There is virtually no malt available for homebrewers which needs a protein rest anymore. A single infusion will do just about anything IMO. There are definately exceptions; mashes with lots of cereals like unmalted wheat, or a Pilsner where I might consider a decoction to coax out some extra maltiness.

But the protein rest, I personally wouldn't bother unless the malt was specifically sold as under-modified.
 
Monk said:
Wow. I'm at the tail end of my 5 ag brewing session, and it's my second using american 2 row. I'm amazed at the hot break material!

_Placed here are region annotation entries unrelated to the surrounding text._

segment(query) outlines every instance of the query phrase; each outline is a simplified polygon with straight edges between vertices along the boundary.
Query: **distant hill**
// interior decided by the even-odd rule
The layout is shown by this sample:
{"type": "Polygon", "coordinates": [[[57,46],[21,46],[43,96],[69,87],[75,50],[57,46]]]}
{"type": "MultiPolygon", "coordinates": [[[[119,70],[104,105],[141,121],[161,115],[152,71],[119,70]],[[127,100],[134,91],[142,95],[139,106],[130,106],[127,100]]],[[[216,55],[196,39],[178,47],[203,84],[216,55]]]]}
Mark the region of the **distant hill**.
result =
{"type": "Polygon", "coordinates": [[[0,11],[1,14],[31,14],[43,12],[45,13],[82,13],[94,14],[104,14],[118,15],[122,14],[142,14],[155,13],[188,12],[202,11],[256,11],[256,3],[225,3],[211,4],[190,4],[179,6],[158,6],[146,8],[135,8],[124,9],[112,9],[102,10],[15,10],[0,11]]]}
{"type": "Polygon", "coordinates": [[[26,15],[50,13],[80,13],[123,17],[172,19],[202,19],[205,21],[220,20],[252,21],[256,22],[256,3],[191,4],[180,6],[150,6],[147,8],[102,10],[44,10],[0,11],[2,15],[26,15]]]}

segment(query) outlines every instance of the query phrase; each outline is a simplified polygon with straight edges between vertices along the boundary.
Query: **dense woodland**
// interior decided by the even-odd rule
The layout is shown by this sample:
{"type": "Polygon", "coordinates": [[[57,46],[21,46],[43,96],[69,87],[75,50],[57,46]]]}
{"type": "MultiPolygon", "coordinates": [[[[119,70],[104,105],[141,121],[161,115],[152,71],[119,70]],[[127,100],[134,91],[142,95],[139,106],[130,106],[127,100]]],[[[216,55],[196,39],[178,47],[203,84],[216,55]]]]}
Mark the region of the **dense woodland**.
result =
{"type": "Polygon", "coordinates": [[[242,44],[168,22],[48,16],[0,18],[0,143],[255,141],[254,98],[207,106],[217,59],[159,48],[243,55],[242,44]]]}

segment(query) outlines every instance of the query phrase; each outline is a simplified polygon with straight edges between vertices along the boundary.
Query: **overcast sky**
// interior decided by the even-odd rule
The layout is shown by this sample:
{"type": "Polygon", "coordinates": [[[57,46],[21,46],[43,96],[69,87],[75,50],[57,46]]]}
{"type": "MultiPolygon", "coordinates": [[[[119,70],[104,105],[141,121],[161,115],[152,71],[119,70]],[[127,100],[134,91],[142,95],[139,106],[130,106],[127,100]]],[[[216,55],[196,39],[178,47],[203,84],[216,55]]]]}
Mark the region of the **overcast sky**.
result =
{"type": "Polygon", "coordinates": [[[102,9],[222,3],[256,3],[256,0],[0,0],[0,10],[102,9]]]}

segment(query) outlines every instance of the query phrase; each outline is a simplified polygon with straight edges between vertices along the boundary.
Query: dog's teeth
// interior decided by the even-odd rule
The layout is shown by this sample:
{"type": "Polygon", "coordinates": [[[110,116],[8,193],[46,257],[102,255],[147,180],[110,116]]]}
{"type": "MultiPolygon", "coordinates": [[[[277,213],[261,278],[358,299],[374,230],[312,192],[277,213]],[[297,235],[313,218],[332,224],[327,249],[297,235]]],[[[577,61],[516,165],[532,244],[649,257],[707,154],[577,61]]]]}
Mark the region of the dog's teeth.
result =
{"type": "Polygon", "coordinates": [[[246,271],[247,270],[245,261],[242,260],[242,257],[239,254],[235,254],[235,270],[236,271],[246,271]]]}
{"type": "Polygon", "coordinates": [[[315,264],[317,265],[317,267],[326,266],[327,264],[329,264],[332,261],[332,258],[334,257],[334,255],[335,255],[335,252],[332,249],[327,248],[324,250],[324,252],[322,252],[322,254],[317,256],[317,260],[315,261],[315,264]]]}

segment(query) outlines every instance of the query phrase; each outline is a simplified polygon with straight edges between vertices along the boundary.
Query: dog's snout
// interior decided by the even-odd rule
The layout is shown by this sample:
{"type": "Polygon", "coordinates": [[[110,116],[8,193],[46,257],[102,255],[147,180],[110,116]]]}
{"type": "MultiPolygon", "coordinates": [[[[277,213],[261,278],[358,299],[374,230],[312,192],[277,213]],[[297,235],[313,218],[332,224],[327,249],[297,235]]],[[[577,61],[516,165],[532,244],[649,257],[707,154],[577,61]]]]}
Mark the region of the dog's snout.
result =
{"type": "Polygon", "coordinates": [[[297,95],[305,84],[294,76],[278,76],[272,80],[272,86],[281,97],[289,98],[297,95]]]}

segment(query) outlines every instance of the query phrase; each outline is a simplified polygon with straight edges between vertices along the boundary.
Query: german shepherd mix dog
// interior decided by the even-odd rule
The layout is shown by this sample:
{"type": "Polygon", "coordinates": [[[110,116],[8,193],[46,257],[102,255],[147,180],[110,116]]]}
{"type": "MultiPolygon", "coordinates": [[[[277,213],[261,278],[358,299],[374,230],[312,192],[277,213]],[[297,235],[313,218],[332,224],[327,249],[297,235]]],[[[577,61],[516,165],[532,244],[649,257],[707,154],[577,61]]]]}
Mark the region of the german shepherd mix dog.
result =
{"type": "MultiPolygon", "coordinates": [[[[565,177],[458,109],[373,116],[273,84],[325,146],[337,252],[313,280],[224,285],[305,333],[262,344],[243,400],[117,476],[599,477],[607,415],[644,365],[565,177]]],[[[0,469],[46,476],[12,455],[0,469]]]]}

It's huge and chunky--marble sized chunks. Is this a difference between American 2 row and British pale (like maris otter, for example)? Do I need to do a protein rest? I'd love any advice from the veteran ag'ers.

Monk
I tend to end up with a lot of break trub. I ended up using a 5 gallon paint strainer cloth around my wort chiller, submerged into the cooled kettle of wort to create a clean "pool" of wort. That pool is where I'd siphon from into the primary.

Then I'd pour the leftover sludge into a large colandar with a paper towel and let it drain into a pot (1-2 hours).

Nevertheless, your current 5-7 inches of large sediment will get processed by the yeast down to about 1 - 1 1/4 inches which you can siphon around when moving to your secondary.